9%; of which, sales of commercial pigs / piglets / breeders were 867 respectively.
The company’s cost control ability continues to lead the industry, and the company’s average profit is estimated to be about 580 yuan.
Productive biological assets will grow by 162% per year, and high growth is expected in 2020.
The company continued to upgrade and reform pig houses, while adopting artificial intelligence technology to comprehensively improve the level of disease prevention and control.

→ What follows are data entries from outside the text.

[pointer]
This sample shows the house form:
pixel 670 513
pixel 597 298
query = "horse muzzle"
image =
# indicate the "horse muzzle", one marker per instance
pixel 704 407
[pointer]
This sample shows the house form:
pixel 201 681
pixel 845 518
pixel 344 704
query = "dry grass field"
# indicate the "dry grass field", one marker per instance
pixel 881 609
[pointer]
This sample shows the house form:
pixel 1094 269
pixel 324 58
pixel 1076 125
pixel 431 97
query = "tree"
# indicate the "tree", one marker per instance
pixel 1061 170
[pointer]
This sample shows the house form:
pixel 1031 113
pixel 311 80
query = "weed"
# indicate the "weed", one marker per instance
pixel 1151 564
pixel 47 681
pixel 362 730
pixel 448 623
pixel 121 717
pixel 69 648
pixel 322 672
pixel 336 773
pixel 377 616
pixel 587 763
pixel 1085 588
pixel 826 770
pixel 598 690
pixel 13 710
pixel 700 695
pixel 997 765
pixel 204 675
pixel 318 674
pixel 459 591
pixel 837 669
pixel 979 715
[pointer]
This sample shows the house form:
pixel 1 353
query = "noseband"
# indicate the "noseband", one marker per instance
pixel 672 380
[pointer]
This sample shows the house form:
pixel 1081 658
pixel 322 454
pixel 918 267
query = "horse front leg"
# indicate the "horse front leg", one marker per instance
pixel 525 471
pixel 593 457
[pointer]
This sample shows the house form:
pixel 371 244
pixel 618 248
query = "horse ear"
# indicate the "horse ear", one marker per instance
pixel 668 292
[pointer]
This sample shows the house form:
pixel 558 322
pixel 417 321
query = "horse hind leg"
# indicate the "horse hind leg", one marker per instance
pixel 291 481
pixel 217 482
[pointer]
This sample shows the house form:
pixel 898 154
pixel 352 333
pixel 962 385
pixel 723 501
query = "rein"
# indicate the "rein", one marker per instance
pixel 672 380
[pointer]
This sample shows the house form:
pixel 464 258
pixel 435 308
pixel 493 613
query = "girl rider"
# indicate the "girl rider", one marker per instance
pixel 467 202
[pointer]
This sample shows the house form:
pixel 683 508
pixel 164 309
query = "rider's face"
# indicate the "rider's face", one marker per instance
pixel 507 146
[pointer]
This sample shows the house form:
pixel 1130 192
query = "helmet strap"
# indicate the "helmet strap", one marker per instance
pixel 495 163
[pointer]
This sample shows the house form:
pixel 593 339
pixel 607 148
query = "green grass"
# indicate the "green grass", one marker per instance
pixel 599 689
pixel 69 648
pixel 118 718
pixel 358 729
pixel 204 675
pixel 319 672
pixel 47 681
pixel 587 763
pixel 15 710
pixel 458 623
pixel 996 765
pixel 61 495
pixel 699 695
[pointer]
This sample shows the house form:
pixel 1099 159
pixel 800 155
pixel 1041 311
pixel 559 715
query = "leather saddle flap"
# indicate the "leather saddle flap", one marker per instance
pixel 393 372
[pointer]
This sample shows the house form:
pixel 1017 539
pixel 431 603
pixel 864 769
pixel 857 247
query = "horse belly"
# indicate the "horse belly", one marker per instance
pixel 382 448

The company’s reasonable planning funds, and actively dating Huanenggui Chengxin Trust Co., Ltd., central enterprise poverty-stricken industrial investment funds and other strategic partners.
In terms of personnel, the company introduced more than 20,000 people through various channels to make good personnel reserves.
As of the end of 2019, the number of the company’s wholly-owned and holding subsidiaries has reached 138, distributed in 18 provinces and autonomous regions (the first layout of Guangdong, Guangxi and other southern provinces); the balance of productive biological assets is about 38.
3.5 billion US dollars, an annual increase of 162%, corresponding to about 1.28 million heads of fertile sows and about 720,000 heads of reserve sows. The total balance of fixed assets + construction in progress was about 27.5 billion US dollars, an increase of 59.
According to the company’s annual report, the company plans to produce 1750 pigs in 2020?
20 million heads, an increase of 71%?
Investment suggestion: Maintain “Buy” rating.
The company’s control level is leading in the industry, and the growth of the listing is outstanding. It is expected to fully benefit the high prosperity of the industry. The company’s EPS is expected to be 14 in 2020-21.
59 yuan / share.
Taking into account the industry average assessment and the company’s capacity elasticity advantage, the PE in 2020 is about 9 times, which is equivalent to a reasonable value of about 135 yuan / share, and maintains a “buy” rating.
Risk warning: pig price fluctuation risk, epidemic risk, food safety, etc.